Microsoft and the US Justice Department (DoJ) squared up to one another in court on Friday, but came away none the wiser about the outcome of their dispute when the judge decided to take the case under advisement.<[p> US District Judge Thomas Penfield Jackson heard testimony from both parties in the case which sees the software supplier accused of breaching a 1995 consent decree and engaging in anti-competitive behaviour by forcing PC manufacturers to bundle Internet Explorer with their machines as part of Windows95.
Justice Department lawyer Philip Malone highlighted the vast array of written testimony and documentary evidence in the case, claiming that there were very few facts that were actually in dispute. The case hinged, he said, on the interpretation of those facts. "The fundamental issues in this case are not factual. The real question is whose interpretation of the consent decree is correct, Microsoft's or the government's,?" he said. "This case appears to be awash in vapour."
Under questioning from the judge, Malone conceded that Microsoft could, under certain circumstances, sell IE and Windows95 as an integrated product without breaching the terms of the consent decree. But he argued the fact that the two products were also sold as separate products invalidated these circumstances.
Microsoft's lawyer Richard Urowski stuck to the company party line, insisting that IE and Windows have been integrated since the signing of the consent decree and as such the Justice Department had no case to bring. "Integrated products are not subject to the prohibition of the consent decree," he insisted. "What the government may not do is challenge the integrated product under the consent decree."
He dismissed Judge Jackson's question as to whether IE could be considered as a separate product, arguing that the software available through retail outlets was only an upgrade to an existing integrated product.

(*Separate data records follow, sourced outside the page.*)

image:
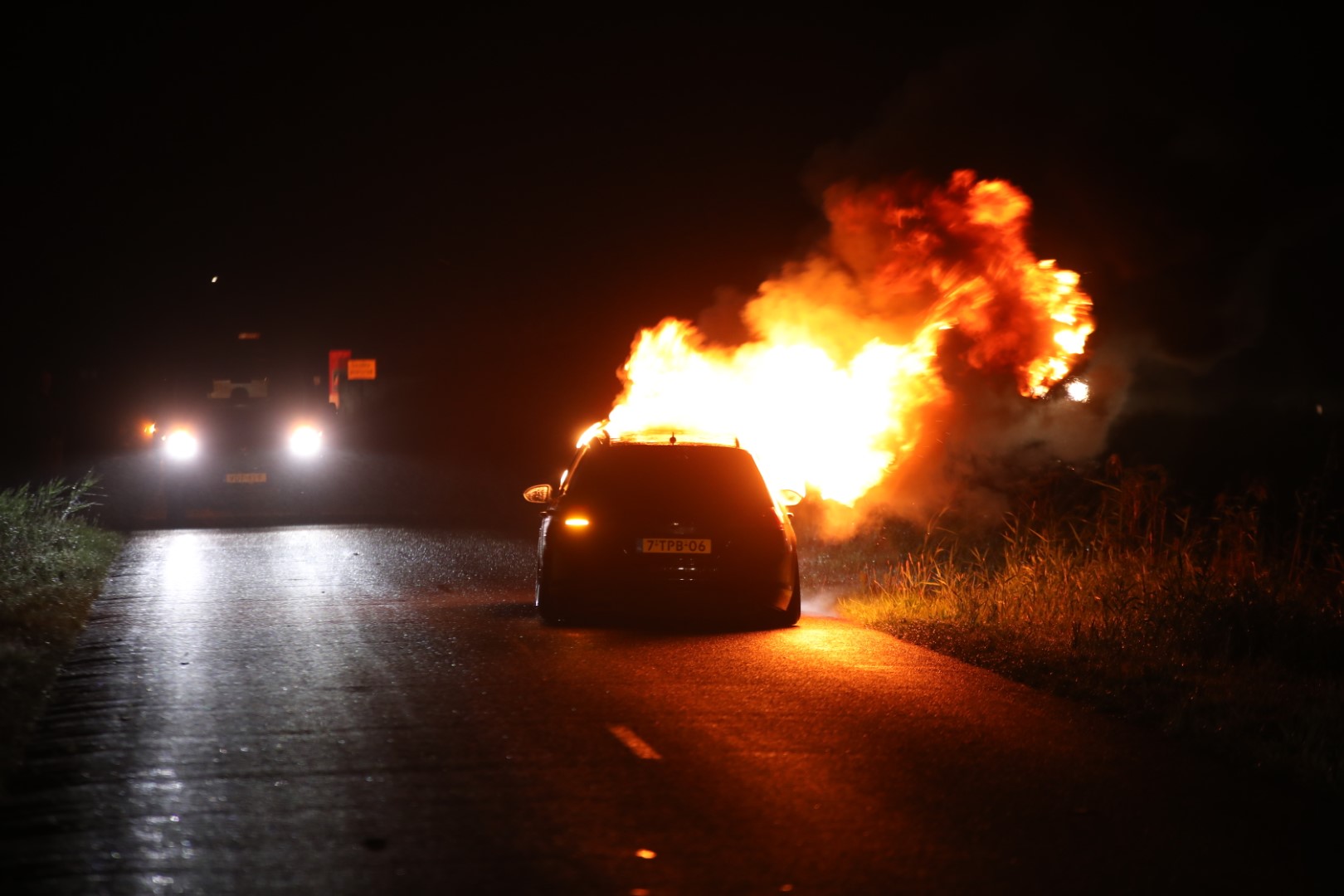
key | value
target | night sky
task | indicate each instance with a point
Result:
(494, 206)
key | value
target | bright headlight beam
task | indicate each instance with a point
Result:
(180, 445)
(305, 441)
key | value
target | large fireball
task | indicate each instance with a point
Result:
(856, 353)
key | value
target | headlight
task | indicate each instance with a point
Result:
(305, 441)
(180, 445)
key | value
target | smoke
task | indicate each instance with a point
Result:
(944, 336)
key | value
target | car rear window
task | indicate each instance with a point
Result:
(704, 473)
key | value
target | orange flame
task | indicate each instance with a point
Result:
(856, 349)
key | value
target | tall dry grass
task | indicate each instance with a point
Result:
(1224, 622)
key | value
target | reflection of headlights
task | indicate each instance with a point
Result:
(305, 441)
(180, 445)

The DOJ warned Jackson that, while Microsoft is not forcing OEMs to bundle IE 4.0 now, it would do so from next February. Microsoft argued that, by the end of the year, some 70 to 75 per cent of all PCs would come with IE 4.0.
Urowsky admitted there were grounds to challenge Microsoft's actions, but said any such action would have to come under the terms of the Sherman Antitrust Act. This would, noted the judge, require the Justice Department to amend its complaint. "The DOJ would be utterly at liberty, but that's not the path they have chosen," said Urowski.
Jackson closed the first day of the hearing by declaring that the case should be considered to be submitted and under advisement. No date for a ruling was given.